Winter has suddenly and not entirely expectedly descended on England this week and, predictably, it is playing merry havoc with the football schedules on the last Saturday before Christmas. At the time of writing, thirteen matches in the Football League have already been postponed, and it is likely that more will follow. Some may view this as a welcome opportunity to get in some Christmas shopping, but others will undoubtedly grumble at having nothing to do this afternoon. Those that are unhappy at postponements and cancellations should, however, pause for thought and consider the 1962/63 season, when winter arrived with a bang at Christmas and didn’t budge for two months.
Forty-seven years ago was several lifetimes in terms of the evolution of the game and in some ways it could be argued that the 1962/63 season was the last season of “old” football. Within two years, regular television coverage would come in the form of “Match Of The Day”, and the 1962/63 season was the last season in which none of the current Champions League Four of Manchester United, Chelsea, Arsenal or Liverpool finished in the top four in the First Division. A couple of Football League clubs still didn’t even have floodlights in the autumn of 1962. A couple of the names in the basement of the Football League (Division Four was in its fifth season) – Workington and Southport, for example – have a feintly archaic ring to them. Hartlepools United still described themselves in the plural, Swansea City were still Swansea Town and AFC Bournemouth were still Bournemouth & Boscombe Athletic.
The season had started with one major change. At a time during which admission to the Football League was on a strictly need to know basis, Oxford United had been voted in to replace Accrington Stanley, who had expired in February 1962. All went on as per normal until just before Christmas, but the weather turned and football, which, at the time, had very little of the technology that keeps matches going through the winter. Goodison Park had become the first English ground to fit under-soil heating in 1958 (although Arsenal had experimented, unsuccessfully, with it beforehands), but the overwhelming majority of clubs were completely unprepared for the cold snap.
A cold snap, in fact, would probably be understating things somewhat. Most of Britain stayed under a thick blanket of snow, and average temperatures stayed at around -6 degrees centigrade. It was the coldest winter in Britain since 1740. The biggest single casualty was the Third Round of the FA Cup, which took sixty-six days to complete and involved a total of two hundred and sixty-one postponements. The FA Cup final between Manchester United and Leicester City was eventually played on the 25th of May, with the two-legged final of the League Cup between Birmingham City and Aston Villa being played either side of it.
Faced with the onerous job of having to keep their players fit with only occasional match practice (Barnsley were the worst hit club of all, playing just two matches between the 22nd December 1962 and the 12th March 1963), clubs had to think laterally. Many trained indoors, while Coventry City flew to Ireland (which had escaped the worst of the weather) for friendly matches at the behest of manager Jimmy Hill, including a match against Manchester United in Dublin that was played in front of a crowd of 20,000 and ended in a 2-2 draw. Several clubs managed to defrost their pitches only for them to freeze again straight away, leaving them in an even worse state than before. Norwich City used military flame-throwers on the Carrow Pitch and flooded it, while at Blackpool similar flooding led to then England internationals Jimmy Armfield and Tony Waiters being photographed ice skating on the pitch at Bloomfield Road. Halifax Town saw this through to its natural conclusion, turning the pitch at The Shay into a public ice rink and charging to use it.

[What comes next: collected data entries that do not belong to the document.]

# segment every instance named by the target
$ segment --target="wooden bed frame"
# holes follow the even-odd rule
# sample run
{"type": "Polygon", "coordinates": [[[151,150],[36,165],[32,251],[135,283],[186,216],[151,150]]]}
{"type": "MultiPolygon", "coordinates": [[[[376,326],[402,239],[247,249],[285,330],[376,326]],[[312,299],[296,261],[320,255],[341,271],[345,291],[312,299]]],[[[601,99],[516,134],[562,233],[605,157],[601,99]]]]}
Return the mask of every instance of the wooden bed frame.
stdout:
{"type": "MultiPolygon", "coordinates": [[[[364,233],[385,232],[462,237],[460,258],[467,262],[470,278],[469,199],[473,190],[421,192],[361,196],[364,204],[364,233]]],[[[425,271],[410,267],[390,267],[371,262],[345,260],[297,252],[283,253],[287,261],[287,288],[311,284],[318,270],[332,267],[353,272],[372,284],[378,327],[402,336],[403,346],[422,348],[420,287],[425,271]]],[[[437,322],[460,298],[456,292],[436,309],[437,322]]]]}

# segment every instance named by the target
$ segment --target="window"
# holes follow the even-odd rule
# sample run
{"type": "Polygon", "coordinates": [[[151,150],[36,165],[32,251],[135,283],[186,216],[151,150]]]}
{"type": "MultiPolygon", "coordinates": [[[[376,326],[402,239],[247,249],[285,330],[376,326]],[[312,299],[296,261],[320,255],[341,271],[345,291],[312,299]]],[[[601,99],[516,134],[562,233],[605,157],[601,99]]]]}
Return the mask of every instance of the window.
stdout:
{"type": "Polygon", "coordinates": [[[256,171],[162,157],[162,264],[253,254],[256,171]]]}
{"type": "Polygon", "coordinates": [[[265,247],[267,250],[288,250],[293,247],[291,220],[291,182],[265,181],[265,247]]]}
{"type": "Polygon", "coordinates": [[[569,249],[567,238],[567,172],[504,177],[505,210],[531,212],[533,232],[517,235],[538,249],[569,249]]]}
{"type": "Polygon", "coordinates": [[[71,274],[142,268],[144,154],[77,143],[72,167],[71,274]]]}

The football pools companies, horrified at the losses that they were running up with the mass cancellations, took action and the pools panel came into being. The first panel was made of of the extravagently-moustached Consiverative MP Gerald Nabarro, former players George Young, Ted Drake andTommy Lawton and former referee Arthur Ellis, who would go on to find national fame on the television show “It’s A Knockout”. They first sat on the 26th of January 1963, giving their verdict on what they felt would happen in matches that had been called off, and they still sit today.

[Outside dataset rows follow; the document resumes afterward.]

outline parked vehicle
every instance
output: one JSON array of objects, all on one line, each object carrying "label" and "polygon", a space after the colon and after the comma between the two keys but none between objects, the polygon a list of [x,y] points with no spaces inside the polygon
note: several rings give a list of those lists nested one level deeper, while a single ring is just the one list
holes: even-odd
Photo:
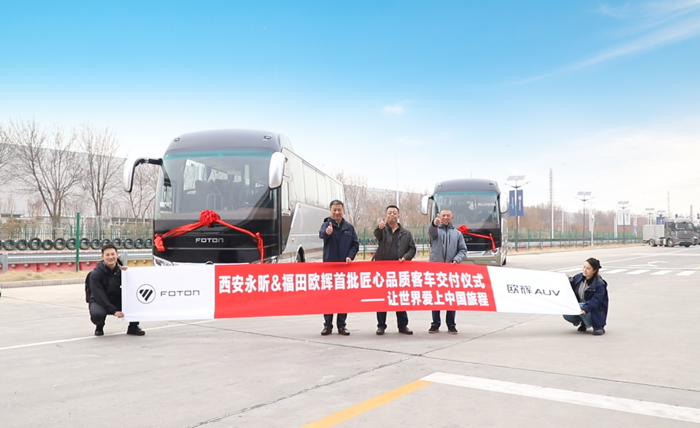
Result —
[{"label": "parked vehicle", "polygon": [[690,247],[697,243],[693,222],[687,218],[667,219],[664,224],[646,224],[642,228],[642,241],[652,247],[657,245]]},{"label": "parked vehicle", "polygon": [[[261,253],[264,262],[320,256],[319,225],[328,216],[329,202],[343,199],[338,180],[300,158],[286,136],[271,132],[181,135],[162,158],[127,162],[127,192],[134,168],[143,163],[161,167],[153,220],[157,266],[254,263]],[[209,227],[193,228],[198,219],[203,224],[202,216]]]},{"label": "parked vehicle", "polygon": [[430,221],[444,209],[452,211],[452,224],[467,244],[463,263],[489,266],[506,264],[508,222],[502,217],[501,191],[493,180],[461,179],[437,183],[432,195],[421,201]]}]

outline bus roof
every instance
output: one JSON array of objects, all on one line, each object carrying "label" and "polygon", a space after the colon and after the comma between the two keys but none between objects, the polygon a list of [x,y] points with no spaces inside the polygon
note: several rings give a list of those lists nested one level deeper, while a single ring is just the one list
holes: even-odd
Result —
[{"label": "bus roof", "polygon": [[462,178],[441,181],[435,185],[434,193],[446,192],[494,192],[500,194],[501,190],[498,188],[498,183],[493,180]]},{"label": "bus roof", "polygon": [[289,147],[289,139],[281,134],[252,129],[218,129],[182,134],[173,139],[166,151],[207,149],[267,149],[279,152]]}]

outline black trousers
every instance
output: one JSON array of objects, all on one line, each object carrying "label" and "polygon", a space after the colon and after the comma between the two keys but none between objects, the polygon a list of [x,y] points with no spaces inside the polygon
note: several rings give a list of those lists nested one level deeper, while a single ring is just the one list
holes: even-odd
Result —
[{"label": "black trousers", "polygon": [[[396,313],[396,324],[399,328],[408,325],[408,313],[406,311]],[[386,312],[377,312],[377,327],[386,328]]]},{"label": "black trousers", "polygon": [[[345,320],[348,318],[348,314],[338,314],[338,327],[345,327]],[[323,325],[325,327],[333,328],[333,314],[323,315]]]},{"label": "black trousers", "polygon": [[[90,321],[92,321],[93,324],[95,324],[98,327],[102,327],[105,325],[105,320],[107,319],[107,315],[112,315],[108,314],[107,310],[102,307],[97,302],[90,302]],[[129,323],[129,326],[132,325],[139,325],[138,321],[132,321]]]}]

When things started to get back to normal, Everton were the team to react to all of the disruption and won by the Football League championship by six points (under three points for a win, they would have won it by eleven points), with Tottenham Hotspur finishing in second place, Burnley finishing third and Leicester City in fourth place. One club that didn’t react well to the distraction was Manchester United, who finished the season just three points and two places above the relegation positions. United did, however, finish the season on a high, beating Leicester City in the FA Cup final and their supporters may also have taken heart from the surprise relegation of local rivals Manchester City, who went down with Leyton Orient, who were playing the only season of top division football in their history. They were replaced by Stoke City (who featured a by then forty-eight year old Stanley Matthews) and Chelsea.

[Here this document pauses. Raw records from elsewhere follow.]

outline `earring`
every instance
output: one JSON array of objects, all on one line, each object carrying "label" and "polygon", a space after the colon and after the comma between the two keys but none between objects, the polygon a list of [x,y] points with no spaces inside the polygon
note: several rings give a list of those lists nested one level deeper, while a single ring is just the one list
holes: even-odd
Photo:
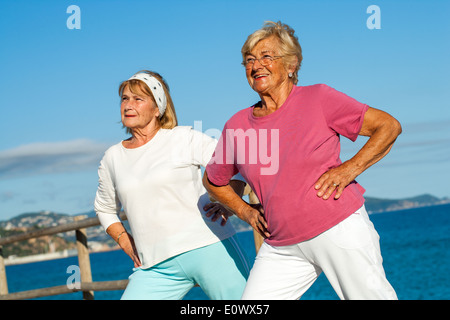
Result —
[{"label": "earring", "polygon": [[289,78],[292,78],[292,76],[293,76],[293,74],[292,74],[292,72],[289,72]]}]

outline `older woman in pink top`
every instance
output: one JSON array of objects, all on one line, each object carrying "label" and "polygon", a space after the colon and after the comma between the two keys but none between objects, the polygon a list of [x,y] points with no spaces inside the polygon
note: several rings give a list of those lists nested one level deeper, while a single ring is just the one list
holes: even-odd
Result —
[{"label": "older woman in pink top", "polygon": [[[261,101],[227,121],[203,183],[265,238],[243,298],[299,299],[323,271],[341,299],[396,299],[355,178],[390,151],[399,122],[327,85],[296,86],[301,47],[285,24],[266,23],[242,55]],[[370,138],[342,162],[341,135]],[[229,187],[237,172],[261,207]]]}]

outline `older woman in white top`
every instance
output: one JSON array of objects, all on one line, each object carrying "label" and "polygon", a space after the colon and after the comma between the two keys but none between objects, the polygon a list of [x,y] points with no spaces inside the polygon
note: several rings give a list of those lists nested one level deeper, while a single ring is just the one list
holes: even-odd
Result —
[{"label": "older woman in white top", "polygon": [[[200,166],[217,141],[177,126],[167,83],[155,72],[124,81],[119,95],[131,137],[100,163],[95,211],[134,262],[122,299],[181,299],[196,283],[211,299],[240,299],[247,259],[226,223],[230,213],[210,203],[201,181]],[[245,182],[230,185],[242,194]],[[118,217],[121,208],[131,234]]]}]

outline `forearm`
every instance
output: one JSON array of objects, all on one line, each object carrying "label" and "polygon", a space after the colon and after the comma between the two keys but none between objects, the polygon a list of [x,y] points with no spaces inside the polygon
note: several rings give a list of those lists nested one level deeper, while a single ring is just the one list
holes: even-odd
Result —
[{"label": "forearm", "polygon": [[[378,110],[377,110],[378,112]],[[387,113],[378,114],[380,124],[374,128],[363,128],[361,135],[370,136],[358,153],[346,161],[356,176],[384,158],[402,132],[400,123]]]},{"label": "forearm", "polygon": [[359,133],[369,136],[369,140],[354,157],[320,176],[314,186],[318,190],[317,196],[326,200],[336,190],[334,198],[339,199],[349,183],[389,153],[401,132],[396,119],[386,112],[369,108]]},{"label": "forearm", "polygon": [[[241,220],[252,226],[262,237],[270,237],[267,230],[267,222],[264,218],[263,209],[252,208],[247,202],[234,192],[230,185],[217,187],[208,180],[208,174],[203,175],[203,185],[209,194],[222,203],[229,210],[233,211]],[[242,190],[243,191],[243,190]]]},{"label": "forearm", "polygon": [[109,234],[111,238],[117,242],[119,247],[131,258],[131,260],[133,260],[135,268],[141,266],[141,261],[139,260],[139,256],[136,252],[133,237],[128,234],[121,222],[111,224],[108,229],[106,229],[106,233]]},{"label": "forearm", "polygon": [[127,230],[121,222],[113,223],[106,229],[106,233],[117,243],[126,232]]},{"label": "forearm", "polygon": [[205,171],[205,174],[203,175],[203,185],[211,197],[241,218],[242,211],[248,206],[248,204],[242,200],[245,187],[244,183],[232,180],[229,185],[217,187],[209,182],[208,174]]}]

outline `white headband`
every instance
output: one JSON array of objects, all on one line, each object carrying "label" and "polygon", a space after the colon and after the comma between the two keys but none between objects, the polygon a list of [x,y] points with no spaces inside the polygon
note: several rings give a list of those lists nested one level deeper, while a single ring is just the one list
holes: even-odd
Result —
[{"label": "white headband", "polygon": [[164,88],[161,83],[153,76],[148,73],[136,73],[128,80],[137,79],[143,81],[150,91],[153,93],[153,97],[155,98],[156,104],[158,105],[160,118],[163,116],[166,111],[167,100],[166,94],[164,93]]}]

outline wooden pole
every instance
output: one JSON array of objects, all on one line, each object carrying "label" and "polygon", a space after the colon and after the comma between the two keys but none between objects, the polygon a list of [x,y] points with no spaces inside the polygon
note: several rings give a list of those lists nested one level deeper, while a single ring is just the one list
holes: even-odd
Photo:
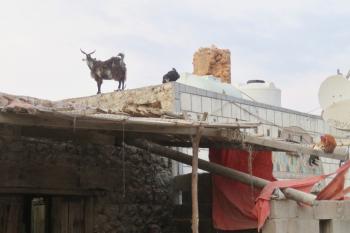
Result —
[{"label": "wooden pole", "polygon": [[201,128],[197,129],[197,134],[192,138],[192,233],[198,233],[198,150],[201,139]]},{"label": "wooden pole", "polygon": [[[184,113],[185,119],[188,118],[187,113]],[[207,120],[208,113],[205,112],[202,116],[202,122]],[[199,211],[198,211],[198,152],[199,142],[203,133],[203,126],[197,128],[196,135],[192,137],[192,233],[198,233],[199,229]]]},{"label": "wooden pole", "polygon": [[[134,145],[135,147],[141,148],[143,150],[147,150],[151,153],[158,154],[160,156],[167,157],[169,159],[176,160],[178,162],[181,162],[187,165],[192,165],[192,156],[181,153],[179,151],[175,151],[142,139],[133,140],[132,145]],[[270,182],[268,180],[265,180],[256,176],[250,176],[247,173],[240,172],[219,164],[211,163],[202,159],[198,159],[198,168],[204,171],[211,172],[213,174],[221,175],[233,180],[240,181],[244,184],[248,184],[248,185],[253,184],[255,187],[258,187],[258,188],[263,188],[265,187],[265,185],[269,184]],[[316,199],[315,195],[305,193],[293,188],[285,188],[285,189],[281,189],[281,191],[284,193],[284,195],[287,198],[298,202],[302,202],[308,205],[313,205]]]}]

Almost half a century on, lessons have been learnt from that particularly long and harsh winter. Advances in technology and more sophisticated groundskeeping means that under-soil heating isn’t even always required to keep matches going in cold weather. Even now, for example, Premier League Fulham don’t have under-soil heating but their match against Manchester United still goes ahead. As you sit at home this afternoon watching the showjumping and possibly cursing under your breath, though, you may find it beneficial to pause and think about the 1962/63 season. Things could be much, much worse.